The respiratory disease is usually progressive, with superimposed acute exacerbations. Cough is an early symptom and may be nonproductive and mistaken for asthma. Production of sputum develops and is an indicator of chronic inflammation and infection. A typical course is characterized by intermittent acute pulmonary exacerbations, in which there is an increased volume of sputum, a change in the color of sputum, decreased exercise tolerance, and weight loss. Digital clubbing is a universal finding with progression of the lung disease. The chest radiograph becomes abnormal early in the course of the disease and demonstrates hyperinflation ( Fig. 49.3 ) and patchy atelectasis ( Fig. 49.4 ). The chest computed tomography (CT) scan is even more sensitive to changes ( Fig. 49.5 ) and may be preferred over the chest radiograph for a quantitative assessment of progression of lung disease. Bronchiectasis develops from progressive chronic infection and destruction of the airways ( Fig. 49.6 ).
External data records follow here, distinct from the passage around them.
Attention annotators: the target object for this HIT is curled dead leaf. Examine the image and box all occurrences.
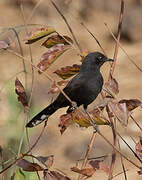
[135,137,142,159]
[71,167,96,177]
[59,107,110,134]
[108,99,130,126]
[15,78,29,109]
[0,41,9,50]
[42,34,73,48]
[37,44,70,73]
[54,64,81,79]
[43,171,71,180]
[16,159,44,172]
[35,155,54,169]
[49,81,69,94]
[72,108,110,127]
[89,160,110,174]
[119,99,142,111]
[25,27,56,44]
[59,113,72,134]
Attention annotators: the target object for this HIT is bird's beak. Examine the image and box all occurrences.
[106,59,114,62]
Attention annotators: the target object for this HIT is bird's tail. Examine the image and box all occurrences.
[26,104,58,128]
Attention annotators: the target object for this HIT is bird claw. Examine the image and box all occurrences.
[93,124,98,133]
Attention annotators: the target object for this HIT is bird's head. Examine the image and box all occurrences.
[82,52,113,70]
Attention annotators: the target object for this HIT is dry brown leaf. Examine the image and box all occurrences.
[43,171,71,180]
[71,167,96,177]
[35,155,54,169]
[16,159,44,172]
[54,64,81,79]
[25,27,56,44]
[136,137,142,159]
[119,99,142,111]
[15,78,29,110]
[37,44,70,73]
[108,99,130,126]
[89,160,110,174]
[0,41,9,50]
[59,113,72,134]
[42,34,73,48]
Pulmonary function tests early in the disease reflect small airways obstruction but then progress toward a decrease in the forced expiratory volume in 1 second (FEV 1 ) and increases in residual volume, functional residual capacity, and the ratio of residual volume to total lung capacity. The vital capacity is eventually reduced. With treatment of the acute exacerbations, variable improvements in some of these lung functions can be documented.